Who Did You Use To Be?

In reviewing old pictures I'm finding that I can remember who I was in those pictures, but sometimes it's weird to consider that THAT person and this person are the SAME person.
I don't know, sometimes, how I went from someone who wanted to be a high school band director to someone who runs a call center. It's really not the same skill set, other than bossing people around.
Did the person inside my skin change, or just the outside? What was important then is so not important now. I think now, as a parent, I appreciate the person I was guided to be. I see my mother in myself, and my father, and sometimes it makes me shudder and sometimes it makes me smile. At the age of 18 I would have probably been completely mortified to think that I'd be like either of them - and now I'm so happy for all the things about me that ARE.
It speaks of immortality, this sameness. The good and the bad of it, carried forward. And there, in my own children - I see sparks of it in them as I'm sure my husband does.
In this picture I'm 18, and with my mom and my brother Matt who is 8. We're on our last "family" vacation late in the summer before I went to college. I am full of hope. I am full of promise.
And I love that the hopes and promises in this picture didn't come true. But were replaced with different dreams, that were better than any I ever conceived.

6 comments:

Thailand Gal said...

Running a call center? Oh, my! :) I do think we find those similarities, traits that run through families. Sometimes that's a good thing. Sometimes it's not.


Peace,

~Chani

April Brandon said...

I can look at pictures of me 10 years ago, and not believe what I wanted from life then. It's funny how much you change, not even realizing that you are. It's funny how much your dreams and aspirations change without you even thinking about them.

Anonymous said...

I too have come a very long way and am nowhere near where I thought I would be. Yet I am happy with where I ended up!

Kids Storybook Crazy

Laura said...

I wonder what your mom's hopes and dreams were at that moment...

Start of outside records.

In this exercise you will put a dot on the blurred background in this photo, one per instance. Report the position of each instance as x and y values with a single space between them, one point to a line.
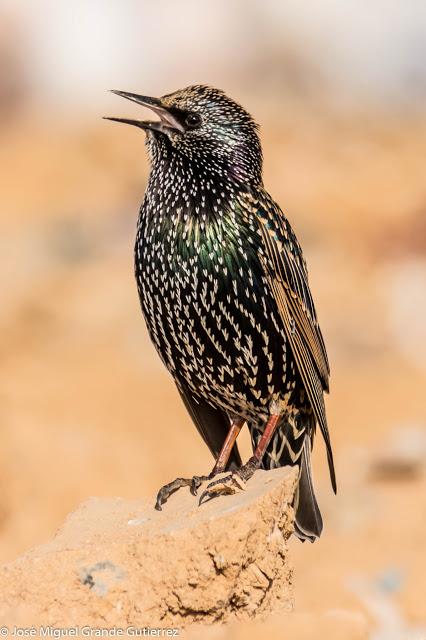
86 408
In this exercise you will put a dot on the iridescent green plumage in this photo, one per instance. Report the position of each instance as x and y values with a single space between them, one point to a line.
224 288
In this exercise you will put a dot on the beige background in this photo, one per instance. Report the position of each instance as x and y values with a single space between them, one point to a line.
85 405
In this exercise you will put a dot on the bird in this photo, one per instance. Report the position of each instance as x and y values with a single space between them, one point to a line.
223 287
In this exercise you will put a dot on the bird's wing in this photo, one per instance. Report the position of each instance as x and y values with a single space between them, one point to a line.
286 272
212 424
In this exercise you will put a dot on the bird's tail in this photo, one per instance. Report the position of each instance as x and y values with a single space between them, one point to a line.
308 520
291 445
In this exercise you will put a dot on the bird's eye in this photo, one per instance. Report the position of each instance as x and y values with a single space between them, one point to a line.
193 120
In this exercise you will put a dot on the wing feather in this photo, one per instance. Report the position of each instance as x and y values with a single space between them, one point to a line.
286 272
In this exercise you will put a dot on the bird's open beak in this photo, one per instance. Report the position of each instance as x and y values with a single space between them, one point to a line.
167 119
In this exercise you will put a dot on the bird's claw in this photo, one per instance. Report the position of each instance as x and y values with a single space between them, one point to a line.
223 486
193 483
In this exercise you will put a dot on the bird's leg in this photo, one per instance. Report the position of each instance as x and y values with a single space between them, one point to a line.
236 480
196 481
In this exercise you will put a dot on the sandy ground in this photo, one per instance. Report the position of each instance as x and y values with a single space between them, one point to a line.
87 410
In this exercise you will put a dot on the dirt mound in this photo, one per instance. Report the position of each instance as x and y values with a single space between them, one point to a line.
120 563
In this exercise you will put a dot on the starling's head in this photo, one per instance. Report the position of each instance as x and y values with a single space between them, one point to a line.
207 128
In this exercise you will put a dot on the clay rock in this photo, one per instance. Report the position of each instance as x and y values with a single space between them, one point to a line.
118 563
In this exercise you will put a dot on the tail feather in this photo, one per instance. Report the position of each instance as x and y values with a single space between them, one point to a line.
308 520
291 446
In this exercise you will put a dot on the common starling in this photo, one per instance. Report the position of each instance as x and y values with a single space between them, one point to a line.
223 286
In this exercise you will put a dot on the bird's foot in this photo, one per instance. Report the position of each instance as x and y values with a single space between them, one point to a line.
232 483
193 483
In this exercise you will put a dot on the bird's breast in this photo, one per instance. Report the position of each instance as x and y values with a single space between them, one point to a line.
208 308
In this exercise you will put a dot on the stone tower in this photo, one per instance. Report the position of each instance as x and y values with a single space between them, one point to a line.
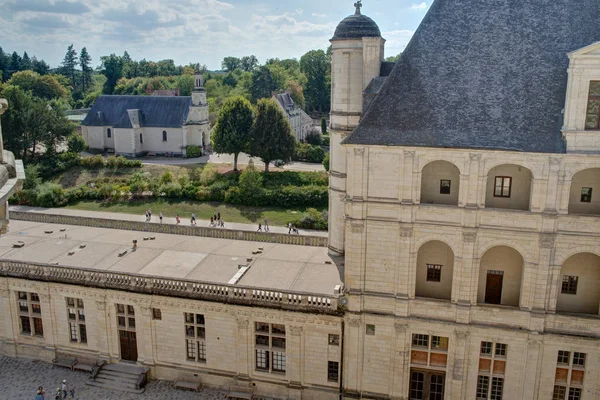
197 125
356 56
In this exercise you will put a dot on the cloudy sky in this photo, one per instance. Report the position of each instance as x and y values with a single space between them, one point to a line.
187 31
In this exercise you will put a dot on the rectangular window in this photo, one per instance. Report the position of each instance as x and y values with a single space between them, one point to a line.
270 347
420 340
502 187
569 285
434 273
30 313
195 334
445 186
76 320
592 119
586 195
333 368
497 385
334 340
483 387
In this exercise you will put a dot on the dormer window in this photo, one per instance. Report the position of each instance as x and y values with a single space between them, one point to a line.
592 120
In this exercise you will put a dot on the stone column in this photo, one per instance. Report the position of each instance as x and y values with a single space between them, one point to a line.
244 359
407 187
473 187
3 108
145 336
294 358
103 330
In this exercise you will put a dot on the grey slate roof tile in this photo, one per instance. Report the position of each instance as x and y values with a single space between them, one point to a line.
483 74
155 111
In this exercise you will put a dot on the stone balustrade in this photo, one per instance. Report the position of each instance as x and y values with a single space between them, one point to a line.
224 293
218 233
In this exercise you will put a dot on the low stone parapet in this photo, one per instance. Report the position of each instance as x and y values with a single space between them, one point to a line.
218 233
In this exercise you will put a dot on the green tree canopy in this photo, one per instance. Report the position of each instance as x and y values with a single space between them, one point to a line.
316 65
272 137
46 87
233 130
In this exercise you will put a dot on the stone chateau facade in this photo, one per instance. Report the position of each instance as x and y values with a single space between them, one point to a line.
464 251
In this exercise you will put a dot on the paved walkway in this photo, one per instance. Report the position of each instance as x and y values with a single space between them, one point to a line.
185 219
20 378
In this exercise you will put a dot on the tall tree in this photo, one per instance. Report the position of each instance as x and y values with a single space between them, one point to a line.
231 63
249 63
234 128
272 137
86 71
26 62
112 68
316 65
69 65
262 83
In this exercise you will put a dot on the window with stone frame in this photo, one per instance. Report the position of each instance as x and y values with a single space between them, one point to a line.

I bet being a grandma is unimaginably better than she ever dreamed it would be.

Alison said...

Would you believe I always wanted to be a magazine editor? Since about the time I was 15. Of course, I thought I'd edit a hip, counterculture music magazine - and instead I'm editing a dry, enterprise software magazine. But - hey - I can't complain.

Becky said...

The farther away 18 gets, the harder it is to remember what I wanted.